Pourquoi avez-vous choisi, pour le lancement de « The Foundry », cette réalisation commune de Santiago Sierra et de l’artiste danois Jens Haaning, qui avait déjà été exposée à Copenhague ?

Les artistes ne sont pas satisfaits de la présentation qui en a été faite à l’exposition de Copenhague. Cette œuvre est une sculpture qui se présente comme une phrase composée de 31 lettres de trois mètres – TIRED OF THIS GLOBAL SADISTIC REGIME. À Copenhague, elle a été présentée dans l’espace raffiné de la galerie avec des plafonds bas. L’œuvre ne collait pas avec les murs. Quand je leur ai montré l’espace de « The Foundry », ils ont tout de suite compris que, dans l’entourage brut de la fonderie, l’œuvre se verrait très différemment.

Vous évoquez des projets que les galeries et les musées n’osent pas présenter. Pour quelles raisons ?

Les raisons sont nombreuses. Aujourd’hui, la pression commerciale sur les artistes se fait de plus en plus forte. Les galeries ne veulent pas prendre de risques lorsqu’elles investissent. Les musées doivent faire valider les projets par les mécènes et les sponsors. Les musées vous diront combien de visiteurs ont assisté à l’exposition, combien de titres elle a fait dans la presse – tout est chiffré. Et on se sent alors comme un otage d’une production capitaliste. De nombreux artistes sont lassés par cette situation, moi compris.

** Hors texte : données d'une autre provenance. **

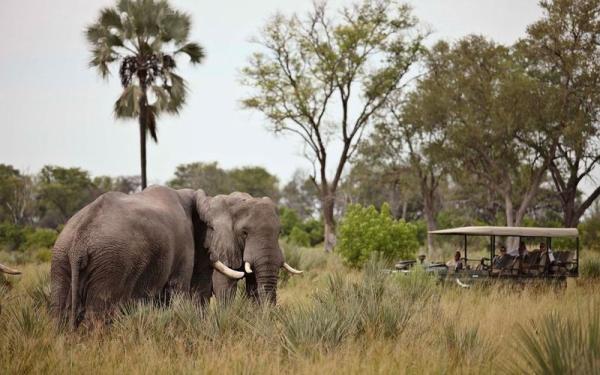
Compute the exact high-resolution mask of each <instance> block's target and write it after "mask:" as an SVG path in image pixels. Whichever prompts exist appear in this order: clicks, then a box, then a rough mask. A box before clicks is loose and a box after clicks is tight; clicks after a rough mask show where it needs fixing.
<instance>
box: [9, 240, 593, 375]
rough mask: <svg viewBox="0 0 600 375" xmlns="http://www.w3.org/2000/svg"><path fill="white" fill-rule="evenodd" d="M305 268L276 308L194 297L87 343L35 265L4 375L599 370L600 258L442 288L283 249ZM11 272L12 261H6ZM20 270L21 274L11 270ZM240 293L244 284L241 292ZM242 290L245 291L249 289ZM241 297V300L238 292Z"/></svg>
mask: <svg viewBox="0 0 600 375" xmlns="http://www.w3.org/2000/svg"><path fill="white" fill-rule="evenodd" d="M285 252H286V259H287V260H288V261H289V262H290V264H292V265H293V266H296V267H300V268H302V269H304V270H305V274H304V275H303V276H299V277H298V276H296V277H289V276H288V275H287V274H283V273H282V277H281V278H280V283H279V285H280V286H279V290H278V305H277V306H275V307H269V306H264V307H258V308H257V306H256V305H254V304H253V303H252V302H250V301H248V300H246V299H245V298H241V297H240V298H237V299H235V300H234V301H232V302H230V303H222V302H216V301H214V300H213V301H212V302H211V304H210V306H208V308H206V309H204V310H203V309H201V308H200V307H198V306H197V305H196V304H195V303H194V301H192V300H190V298H189V297H187V296H176V297H175V299H174V300H173V302H172V305H171V306H170V307H158V306H153V305H149V304H131V305H128V306H124V307H123V308H122V311H121V313H120V314H119V315H118V316H117V317H116V319H115V320H114V322H113V323H112V324H111V325H109V326H106V327H104V328H101V329H94V330H92V329H85V328H80V329H79V331H78V332H77V333H72V332H69V330H68V329H64V328H60V327H57V326H56V325H55V323H54V321H53V320H52V319H51V318H50V316H49V312H48V301H49V293H50V290H49V268H50V264H49V263H47V262H43V261H40V260H37V261H36V260H34V259H35V258H32V259H31V260H24V258H22V259H21V260H20V261H21V262H25V261H26V263H24V264H21V265H20V266H19V268H20V269H21V271H22V272H23V275H22V276H16V277H15V276H4V278H3V279H1V281H2V284H1V286H0V301H1V306H2V311H1V313H0V332H2V340H1V341H0V373H2V374H29V373H100V374H113V373H134V374H139V373H148V374H151V373H152V374H153V373H207V374H225V373H247V374H251V373H252V374H274V373H294V374H316V373H344V374H359V373H360V374H363V373H461V374H462V373H467V374H468V373H539V374H548V373H555V374H559V373H577V374H592V373H597V372H598V369H600V295H598V292H597V290H598V287H599V286H600V278H597V276H600V257H599V256H598V255H597V254H595V253H594V252H591V251H583V252H582V276H581V277H580V279H579V280H569V282H568V285H567V287H566V288H564V289H560V288H559V289H557V288H552V287H548V286H541V285H535V286H528V287H525V288H523V287H515V286H507V285H500V284H497V285H491V286H485V287H483V286H481V287H473V288H471V289H462V288H459V287H457V286H456V285H455V284H446V285H439V284H437V283H436V282H435V280H434V279H432V278H430V277H429V276H428V275H426V274H425V273H424V272H422V271H421V272H419V271H417V272H414V273H413V274H411V275H409V276H407V275H404V274H390V273H386V272H382V271H381V270H382V269H384V268H385V267H386V266H385V264H383V263H381V262H378V261H375V260H372V261H370V262H368V263H367V264H366V265H365V266H364V267H363V269H362V270H357V269H350V268H347V267H346V266H345V265H344V264H343V262H342V261H341V260H340V258H339V256H338V255H337V254H336V253H333V254H326V253H324V252H323V250H322V249H321V248H311V249H307V248H294V247H290V246H286V249H285ZM0 255H1V257H0V261H4V262H6V263H9V261H11V259H12V258H11V256H10V254H9V253H0ZM12 264H14V263H12ZM242 284H243V283H242ZM242 286H243V285H242ZM240 295H241V294H240Z"/></svg>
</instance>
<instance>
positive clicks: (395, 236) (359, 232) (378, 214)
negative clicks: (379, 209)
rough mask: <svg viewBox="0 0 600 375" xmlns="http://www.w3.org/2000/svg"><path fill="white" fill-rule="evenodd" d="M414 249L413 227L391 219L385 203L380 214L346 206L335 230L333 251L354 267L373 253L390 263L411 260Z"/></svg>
mask: <svg viewBox="0 0 600 375" xmlns="http://www.w3.org/2000/svg"><path fill="white" fill-rule="evenodd" d="M418 247H419V242H418V240H417V228H416V227H415V226H414V225H412V224H409V223H406V222H404V221H403V220H394V218H393V217H392V214H391V212H390V208H389V206H388V205H387V204H383V205H382V206H381V211H380V212H377V210H376V209H375V207H373V206H369V207H362V206H360V205H350V206H349V207H348V209H347V211H346V214H345V215H344V217H343V219H342V221H341V224H340V227H339V233H338V246H337V249H336V250H337V251H338V252H339V253H340V255H341V256H342V257H343V258H344V259H345V261H346V262H347V263H348V264H349V265H351V266H354V267H358V266H362V265H363V264H364V263H365V261H367V260H368V259H369V257H370V256H371V254H373V253H379V254H380V255H381V256H382V257H383V258H384V259H386V260H388V261H392V260H397V259H400V258H412V257H414V254H415V253H416V251H417V249H418Z"/></svg>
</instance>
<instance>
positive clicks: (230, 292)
mask: <svg viewBox="0 0 600 375" xmlns="http://www.w3.org/2000/svg"><path fill="white" fill-rule="evenodd" d="M212 289H213V294H214V295H215V297H216V298H218V299H222V300H230V299H233V297H234V296H235V292H236V290H237V280H232V279H230V278H228V277H227V276H225V275H223V274H222V273H220V272H213V275H212Z"/></svg>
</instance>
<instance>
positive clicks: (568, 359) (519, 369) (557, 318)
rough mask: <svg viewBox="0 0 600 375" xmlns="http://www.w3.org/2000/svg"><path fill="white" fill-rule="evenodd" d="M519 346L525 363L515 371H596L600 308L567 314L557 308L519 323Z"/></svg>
mask: <svg viewBox="0 0 600 375" xmlns="http://www.w3.org/2000/svg"><path fill="white" fill-rule="evenodd" d="M518 338H519V350H518V351H517V353H518V354H519V355H520V357H521V358H522V360H523V362H524V364H525V365H524V366H522V367H517V368H515V369H514V370H515V373H528V374H596V373H597V372H598V364H599V363H600V309H599V307H598V305H597V304H591V305H590V307H589V309H588V311H587V313H581V312H580V313H579V314H577V315H575V316H566V315H561V314H558V313H557V312H550V313H547V314H544V315H543V316H542V317H541V318H540V319H539V320H536V321H531V322H528V323H527V324H526V325H525V324H523V325H521V326H520V330H519V336H518Z"/></svg>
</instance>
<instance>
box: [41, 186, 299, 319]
mask: <svg viewBox="0 0 600 375" xmlns="http://www.w3.org/2000/svg"><path fill="white" fill-rule="evenodd" d="M278 234H279V218H278V215H277V210H276V207H275V205H274V204H273V202H272V201H271V200H270V199H269V198H260V199H256V198H252V197H251V196H250V195H248V194H245V193H232V194H230V195H228V196H225V195H219V196H216V197H209V196H207V195H206V194H205V193H204V191H202V190H197V191H194V190H191V189H181V190H175V189H171V188H168V187H163V186H151V187H148V188H147V189H145V190H144V191H142V192H140V193H136V194H131V195H127V194H124V193H118V192H108V193H105V194H103V195H101V196H100V197H99V198H97V199H96V200H95V201H93V202H92V203H90V204H89V205H87V206H86V207H84V208H83V209H81V210H80V211H79V212H77V213H76V214H75V215H74V216H73V217H72V218H71V219H70V220H69V221H68V222H67V224H66V225H65V227H64V229H63V230H62V232H61V233H60V235H59V237H58V239H57V240H56V243H55V245H54V248H53V251H52V262H51V269H50V283H51V309H52V312H53V315H54V316H55V317H57V318H58V319H59V320H60V321H63V322H69V324H70V326H71V328H73V329H75V328H77V326H78V325H79V324H80V323H81V321H83V319H84V317H85V318H86V319H90V320H92V321H94V320H95V318H98V319H103V318H105V317H107V316H110V313H111V312H112V311H113V310H114V308H115V307H116V306H117V305H118V304H119V303H122V302H125V301H128V300H136V299H142V300H148V299H150V300H157V299H158V300H159V301H164V302H168V300H169V296H170V295H171V294H172V293H174V292H180V293H184V294H187V293H192V294H194V295H196V296H197V297H198V299H199V300H200V302H201V303H205V302H206V301H207V300H208V299H209V298H210V297H211V294H213V293H214V294H215V295H217V296H223V295H226V294H229V293H231V290H232V288H233V286H235V285H236V284H235V281H237V280H239V279H241V278H243V277H245V276H246V277H247V282H246V285H247V292H248V294H249V295H250V296H252V297H254V298H255V299H260V296H261V295H263V294H264V295H266V296H267V300H268V301H270V302H275V300H276V288H277V275H278V271H279V268H280V267H282V266H283V267H284V268H285V269H286V270H288V271H290V272H292V273H300V272H301V271H297V270H295V269H293V268H292V267H290V266H289V265H287V263H285V262H284V260H283V253H282V251H281V249H280V248H279V244H278V242H277V238H278ZM242 262H244V264H245V266H244V267H242ZM213 270H217V271H218V272H213ZM231 280H235V281H231ZM213 281H214V283H215V284H214V285H213ZM263 292H264V293H263Z"/></svg>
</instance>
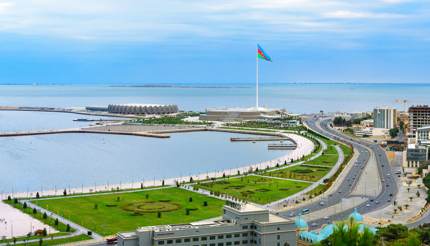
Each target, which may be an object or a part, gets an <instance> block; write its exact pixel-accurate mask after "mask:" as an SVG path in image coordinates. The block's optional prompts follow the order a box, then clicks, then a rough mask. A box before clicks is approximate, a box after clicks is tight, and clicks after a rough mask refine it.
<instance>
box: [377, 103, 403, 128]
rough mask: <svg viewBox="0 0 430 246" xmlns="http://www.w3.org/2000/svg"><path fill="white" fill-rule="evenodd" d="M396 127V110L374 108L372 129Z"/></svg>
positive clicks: (392, 108)
mask: <svg viewBox="0 0 430 246" xmlns="http://www.w3.org/2000/svg"><path fill="white" fill-rule="evenodd" d="M396 126H397V110H395V109H393V108H375V109H374V110H373V127H374V128H384V129H391V128H394V127H396Z"/></svg>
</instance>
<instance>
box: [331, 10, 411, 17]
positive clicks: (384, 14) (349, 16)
mask: <svg viewBox="0 0 430 246" xmlns="http://www.w3.org/2000/svg"><path fill="white" fill-rule="evenodd" d="M323 16H324V17H327V18H339V19H392V18H403V17H406V16H404V15H400V14H393V13H373V12H357V11H350V10H337V11H334V12H328V13H324V14H323Z"/></svg>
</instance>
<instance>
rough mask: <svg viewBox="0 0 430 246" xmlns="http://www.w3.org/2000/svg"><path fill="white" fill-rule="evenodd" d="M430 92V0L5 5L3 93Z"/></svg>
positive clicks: (71, 1)
mask: <svg viewBox="0 0 430 246" xmlns="http://www.w3.org/2000/svg"><path fill="white" fill-rule="evenodd" d="M257 44H260V45H261V46H262V47H263V48H264V49H265V51H266V52H267V53H268V54H269V55H270V56H271V58H272V59H273V62H272V63H268V62H261V63H260V80H261V81H262V82H263V83H264V82H265V83H332V82H336V83H337V82H341V83H344V82H350V83H351V82H352V83H383V82H385V83H430V69H429V62H430V1H428V0H360V1H358V0H217V1H215V0H152V1H148V0H121V1H118V0H86V1H83V0H73V1H71V0H0V84H16V83H18V84H21V83H23V84H26V83H30V84H33V83H58V84H71V83H82V84H84V83H85V84H89V83H94V84H122V83H123V84H140V83H146V84H162V83H195V84H199V83H202V84H223V83H253V82H254V81H255V68H256V64H255V63H256V59H255V58H256V46H257Z"/></svg>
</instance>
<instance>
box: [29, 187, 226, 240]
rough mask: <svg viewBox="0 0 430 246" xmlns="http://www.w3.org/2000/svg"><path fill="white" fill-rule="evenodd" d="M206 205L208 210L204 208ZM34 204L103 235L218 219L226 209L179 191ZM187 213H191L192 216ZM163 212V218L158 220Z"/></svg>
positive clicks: (81, 198)
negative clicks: (145, 226) (204, 202)
mask: <svg viewBox="0 0 430 246" xmlns="http://www.w3.org/2000/svg"><path fill="white" fill-rule="evenodd" d="M190 197H191V198H192V201H191V202H190V201H189V199H190ZM205 201H206V202H207V206H204V202H205ZM33 202H34V203H35V204H37V205H39V206H42V207H44V208H46V209H48V210H50V211H52V212H54V213H57V214H60V215H62V216H64V217H66V218H68V219H70V220H72V221H74V222H75V223H78V224H80V225H83V226H84V227H87V228H89V229H91V230H93V231H95V232H97V233H99V234H101V235H112V234H115V233H117V232H121V231H133V230H135V229H137V228H138V227H141V226H148V225H161V224H177V223H188V222H193V221H199V220H203V219H208V218H212V217H217V216H220V215H221V214H222V209H221V208H222V206H223V205H224V202H223V201H222V200H218V199H214V198H210V197H206V196H203V195H199V194H196V193H194V192H191V191H186V190H182V189H179V188H166V189H159V190H148V191H139V192H132V193H122V194H108V195H94V196H81V197H74V198H63V197H61V198H58V199H50V200H33ZM186 210H189V214H188V215H186ZM159 211H161V218H159V217H158V212H159Z"/></svg>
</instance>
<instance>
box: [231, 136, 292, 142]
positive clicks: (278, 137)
mask: <svg viewBox="0 0 430 246" xmlns="http://www.w3.org/2000/svg"><path fill="white" fill-rule="evenodd" d="M230 141H231V142H261V141H290V139H289V138H287V137H277V136H273V137H246V138H241V137H236V138H230Z"/></svg>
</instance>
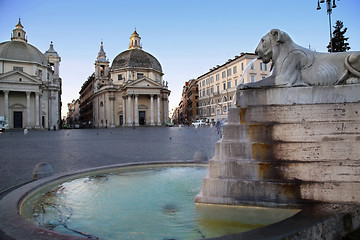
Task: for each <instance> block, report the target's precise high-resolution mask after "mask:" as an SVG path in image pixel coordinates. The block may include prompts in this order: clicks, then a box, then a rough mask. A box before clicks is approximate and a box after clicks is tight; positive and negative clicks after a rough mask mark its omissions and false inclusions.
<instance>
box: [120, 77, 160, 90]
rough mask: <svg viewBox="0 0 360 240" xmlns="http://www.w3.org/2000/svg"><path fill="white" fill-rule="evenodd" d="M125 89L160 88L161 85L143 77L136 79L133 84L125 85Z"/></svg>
mask: <svg viewBox="0 0 360 240" xmlns="http://www.w3.org/2000/svg"><path fill="white" fill-rule="evenodd" d="M127 87H136V88H162V85H161V84H160V83H159V82H155V81H154V80H151V79H150V78H147V77H143V78H140V79H136V80H135V81H133V82H130V83H128V84H127Z"/></svg>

The « Foundry » sera un espace qui apportera aux artistes invités une liberté optimale et un confort artistique. L’artiste sera libre de choisir à qui il veut présenter ou non son œuvre : il pourra s’agir du grand public ou des invités seulement. C’est un espace privé et nous pourrons y montrer des œuvres qui pourraient être considérées comme politiquement incorrectes, sans qu’on puisse interdire leur présentation.

Biographie

Diplômé en architecture et design industriel de l’Académie Stroganov de Moscou, Andreï Molodkin est un artiste conceptuel russe internationalement reconnu qui vit et travaille à Paris. Il est surtout connu pour ses tableaux au stylo à bille et ses sculptures emplies de pétrole. En 2009, il a représenté la Russie à la Biennale de Venise.